しかし、腕に触れた瞬間、彼の身体がこわばるのが分かった。
そして私の手を掴むと静かに、有無を言わせぬ力でそっと引き剥がした。
「……ごめん」
氷のように冷たい声が、耳元で囁かれる。
「どうして?私じゃだめ?」
「そういうのじゃないんだ……でも今はそれしか言えない。本当にごめん。おやすみ」
拒絶された手は、行き場をなくしてシーツの上を彷徨う。
すぐに聞こえ始めた寝息は、まるで私の存在そのものを拒むかのように静かな部屋に響いた。隣にいるのに、地球の裏側よりも遠く感じる。
声にならない嗚咽を必死に飲み込む。彼の温もりどころか、自分の心の温もりさえも見失い、私はただただ冷たいシーツを固く握りしめ、夜が明けるのを待った。
翌朝、カーテンの隙間から差し込む光で目を覚ますと、隣にはまだ眠っている涼介の姿があった。
ベッドからそっと抜け出すと、朝食の準備を始めた。
だけど頭の中は不安でいっぱい。このまま帰ったらきっと後悔する。
私は包丁を置くと、まだ眠る涼介を揺さぶった。
「涼介、起きて」
私が少し強い口調で言うと、彼はゆっくりと寝返りを打ち、重たそうに瞼を開けた。
「……ん、おはよう」
「私、涼介と話したい」
溜め込んでいた不満をぶつけると、彼はバツが悪そうに視線を逸らした。同時に、我慢していた涙がじわじわと瞳に広がっていく。
涼介は、深くため息をつくと、力なく謝罪の言葉を口にした。
「……ごめん」
「謝ってほしいんじゃないの」
「本当に、ごめん。ちょっと色々あって……。今は、うまく話せないんだ」
「色々って? 何があったの? 仕事のこと?」
彼は小さくかぶりを振ると、ベッドから起き上がった。
「コーヒー淹れるね。凛が好きだって言ってた豆、買っておいたんだ」
そう言うと、涼介はキッチンへと入っていった。
彼は慣れた手つきでコーヒーの準備を始めた。豆を挽く機械的な音が、重たい沈黙を切り裂いていく。

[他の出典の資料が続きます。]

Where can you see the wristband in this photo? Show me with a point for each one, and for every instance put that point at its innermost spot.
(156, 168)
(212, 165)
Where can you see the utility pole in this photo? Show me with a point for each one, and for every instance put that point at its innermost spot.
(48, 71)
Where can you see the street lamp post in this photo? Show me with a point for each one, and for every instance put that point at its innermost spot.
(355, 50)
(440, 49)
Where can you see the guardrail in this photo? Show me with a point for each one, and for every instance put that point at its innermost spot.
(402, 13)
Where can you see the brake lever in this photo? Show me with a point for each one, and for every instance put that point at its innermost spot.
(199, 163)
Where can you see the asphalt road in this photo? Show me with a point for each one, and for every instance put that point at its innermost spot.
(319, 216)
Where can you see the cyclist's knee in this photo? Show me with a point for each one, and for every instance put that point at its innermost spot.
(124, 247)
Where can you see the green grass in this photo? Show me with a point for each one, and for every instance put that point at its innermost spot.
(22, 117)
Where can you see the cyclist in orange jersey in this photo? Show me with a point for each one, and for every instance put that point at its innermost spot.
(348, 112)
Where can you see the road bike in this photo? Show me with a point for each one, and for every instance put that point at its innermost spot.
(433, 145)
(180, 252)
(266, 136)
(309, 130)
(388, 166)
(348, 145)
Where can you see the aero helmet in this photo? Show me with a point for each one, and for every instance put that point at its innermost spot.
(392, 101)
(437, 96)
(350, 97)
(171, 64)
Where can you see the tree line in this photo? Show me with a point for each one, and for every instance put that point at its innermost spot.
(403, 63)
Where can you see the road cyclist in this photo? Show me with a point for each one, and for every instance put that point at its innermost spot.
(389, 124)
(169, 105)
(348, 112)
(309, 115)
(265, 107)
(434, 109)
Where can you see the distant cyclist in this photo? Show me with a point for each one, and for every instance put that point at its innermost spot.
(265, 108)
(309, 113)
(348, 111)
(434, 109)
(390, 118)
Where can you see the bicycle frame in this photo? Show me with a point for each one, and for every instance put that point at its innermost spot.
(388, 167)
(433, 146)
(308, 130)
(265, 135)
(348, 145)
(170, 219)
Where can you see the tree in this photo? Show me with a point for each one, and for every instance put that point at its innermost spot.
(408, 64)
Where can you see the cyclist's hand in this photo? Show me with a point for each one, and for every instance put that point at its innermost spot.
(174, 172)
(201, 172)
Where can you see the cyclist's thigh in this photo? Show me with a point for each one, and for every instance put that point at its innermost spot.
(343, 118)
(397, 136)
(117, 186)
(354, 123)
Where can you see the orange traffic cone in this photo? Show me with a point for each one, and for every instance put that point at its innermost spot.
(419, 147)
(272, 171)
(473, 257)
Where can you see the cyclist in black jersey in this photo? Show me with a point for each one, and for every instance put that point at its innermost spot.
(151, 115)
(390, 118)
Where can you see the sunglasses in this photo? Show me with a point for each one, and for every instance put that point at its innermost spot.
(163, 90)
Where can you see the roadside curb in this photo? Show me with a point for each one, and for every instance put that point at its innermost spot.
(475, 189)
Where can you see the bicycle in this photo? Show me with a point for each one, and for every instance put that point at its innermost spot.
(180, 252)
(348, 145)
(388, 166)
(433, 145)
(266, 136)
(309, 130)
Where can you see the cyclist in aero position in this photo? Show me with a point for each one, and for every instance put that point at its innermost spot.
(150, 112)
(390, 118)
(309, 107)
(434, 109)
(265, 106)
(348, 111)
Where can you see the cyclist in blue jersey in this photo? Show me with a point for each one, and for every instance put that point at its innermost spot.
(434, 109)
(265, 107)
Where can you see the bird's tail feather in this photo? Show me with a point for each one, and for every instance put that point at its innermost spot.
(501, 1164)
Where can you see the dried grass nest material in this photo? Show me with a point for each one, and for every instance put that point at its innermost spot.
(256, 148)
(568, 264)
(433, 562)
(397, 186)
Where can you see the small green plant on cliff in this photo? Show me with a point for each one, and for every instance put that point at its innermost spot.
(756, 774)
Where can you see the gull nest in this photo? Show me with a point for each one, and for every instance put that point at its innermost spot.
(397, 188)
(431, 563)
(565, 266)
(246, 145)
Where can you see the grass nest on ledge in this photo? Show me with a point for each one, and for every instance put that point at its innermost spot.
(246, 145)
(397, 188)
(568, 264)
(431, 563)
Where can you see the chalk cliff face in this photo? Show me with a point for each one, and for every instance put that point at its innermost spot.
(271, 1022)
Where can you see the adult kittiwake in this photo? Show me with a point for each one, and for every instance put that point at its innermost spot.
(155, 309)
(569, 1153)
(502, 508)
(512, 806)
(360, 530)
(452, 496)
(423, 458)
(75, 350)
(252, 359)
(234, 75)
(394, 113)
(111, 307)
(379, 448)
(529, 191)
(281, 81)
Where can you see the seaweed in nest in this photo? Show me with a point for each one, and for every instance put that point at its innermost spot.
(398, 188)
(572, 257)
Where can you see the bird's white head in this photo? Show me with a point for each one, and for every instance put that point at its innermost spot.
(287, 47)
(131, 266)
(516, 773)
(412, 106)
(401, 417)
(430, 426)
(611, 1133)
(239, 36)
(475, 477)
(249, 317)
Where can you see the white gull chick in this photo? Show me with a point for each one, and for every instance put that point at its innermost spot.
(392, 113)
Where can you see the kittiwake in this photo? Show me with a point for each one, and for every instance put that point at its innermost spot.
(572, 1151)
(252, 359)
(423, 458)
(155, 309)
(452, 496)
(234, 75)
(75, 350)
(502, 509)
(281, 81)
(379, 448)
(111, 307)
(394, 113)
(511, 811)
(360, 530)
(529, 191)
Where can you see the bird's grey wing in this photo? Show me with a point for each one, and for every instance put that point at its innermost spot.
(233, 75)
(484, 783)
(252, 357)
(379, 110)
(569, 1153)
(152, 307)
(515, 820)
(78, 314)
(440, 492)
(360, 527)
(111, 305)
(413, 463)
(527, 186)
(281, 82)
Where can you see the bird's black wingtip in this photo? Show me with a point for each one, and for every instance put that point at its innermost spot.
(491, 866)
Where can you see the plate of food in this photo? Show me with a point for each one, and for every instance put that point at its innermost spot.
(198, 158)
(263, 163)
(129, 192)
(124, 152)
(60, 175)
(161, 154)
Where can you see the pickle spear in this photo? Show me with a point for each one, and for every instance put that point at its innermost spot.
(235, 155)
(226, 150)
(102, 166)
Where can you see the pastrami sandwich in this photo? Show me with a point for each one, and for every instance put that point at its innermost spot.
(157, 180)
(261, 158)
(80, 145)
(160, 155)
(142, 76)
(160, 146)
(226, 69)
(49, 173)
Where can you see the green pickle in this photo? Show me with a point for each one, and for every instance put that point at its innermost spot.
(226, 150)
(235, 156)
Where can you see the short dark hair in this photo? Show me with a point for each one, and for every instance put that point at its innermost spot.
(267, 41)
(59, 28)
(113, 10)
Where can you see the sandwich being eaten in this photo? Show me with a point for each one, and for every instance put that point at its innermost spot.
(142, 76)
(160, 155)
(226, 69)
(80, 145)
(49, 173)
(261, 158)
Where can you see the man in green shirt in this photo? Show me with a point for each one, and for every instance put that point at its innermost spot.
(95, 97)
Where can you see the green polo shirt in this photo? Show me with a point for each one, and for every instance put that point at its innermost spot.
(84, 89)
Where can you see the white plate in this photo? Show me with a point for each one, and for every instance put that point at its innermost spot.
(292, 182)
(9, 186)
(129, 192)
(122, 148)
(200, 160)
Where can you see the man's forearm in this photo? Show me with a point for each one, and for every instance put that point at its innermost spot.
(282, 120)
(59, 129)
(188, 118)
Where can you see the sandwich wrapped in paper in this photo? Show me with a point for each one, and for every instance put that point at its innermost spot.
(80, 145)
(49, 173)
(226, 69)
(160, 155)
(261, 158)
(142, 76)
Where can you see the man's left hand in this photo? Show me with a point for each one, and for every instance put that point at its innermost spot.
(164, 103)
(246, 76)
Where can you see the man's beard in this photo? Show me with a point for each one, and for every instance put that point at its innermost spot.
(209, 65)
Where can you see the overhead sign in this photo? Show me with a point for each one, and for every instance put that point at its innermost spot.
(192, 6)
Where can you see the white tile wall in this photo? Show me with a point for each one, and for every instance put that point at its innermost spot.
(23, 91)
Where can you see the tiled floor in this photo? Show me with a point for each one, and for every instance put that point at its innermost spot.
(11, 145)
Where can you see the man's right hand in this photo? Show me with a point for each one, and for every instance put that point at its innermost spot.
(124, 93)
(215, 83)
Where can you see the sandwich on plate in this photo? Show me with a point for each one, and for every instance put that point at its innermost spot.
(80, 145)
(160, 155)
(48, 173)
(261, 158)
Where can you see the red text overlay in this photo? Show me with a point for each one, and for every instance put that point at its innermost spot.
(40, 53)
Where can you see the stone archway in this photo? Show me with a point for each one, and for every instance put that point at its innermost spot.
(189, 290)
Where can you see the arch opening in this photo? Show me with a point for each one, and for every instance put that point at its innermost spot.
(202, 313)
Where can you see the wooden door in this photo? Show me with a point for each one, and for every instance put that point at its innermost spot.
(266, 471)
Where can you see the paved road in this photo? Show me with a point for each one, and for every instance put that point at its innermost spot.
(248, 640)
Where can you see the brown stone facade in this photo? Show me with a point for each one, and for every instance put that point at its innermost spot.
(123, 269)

やがて、二つのマグカップがテーブルに置かれた。立ち上る湯気の向こうで、涼介の表情は揺れて見えない。
「昨日は、本当にごめん」
彼が切り出した。
「凛のせいじゃない。全部、俺の問題なんだ」
私は熱いマグカップを両手で包み込んだ。指先に伝わる温かさが、かえって心の冷たさを際立たせる。
「今度、ちゃんと時間を作る。その時に、きちんと話す」
「……っ」
その真剣な眼差しに、私はそれ以上何も言えなくなった。胸の奥には、さらに不安が広がる。
「……少し時間がほしい。本当にごめん」
その煮え切らない態度に、胸は苛立ちと悲しさで張り裂けそうだった。
私は一口だけ、苦いコーヒーを喉に流し込んだ。これ以上ここにいても、無駄な時間と苦しさが増すだけだ。
静かにカップを置くと、椅子を引いて立ち上がった。
「帰るね」
その声には涙の代わりに、冷たい諦めの色が滲んでいた。
彼のマンションを出て、冷たい空気に触れた瞬間、涙がこぼれ落ちた。彼は追ってこない。
涼介の言った「話したいこと」が、私の望むものではないという嫌な予感だけが、胸の中に重くのしかかっていた。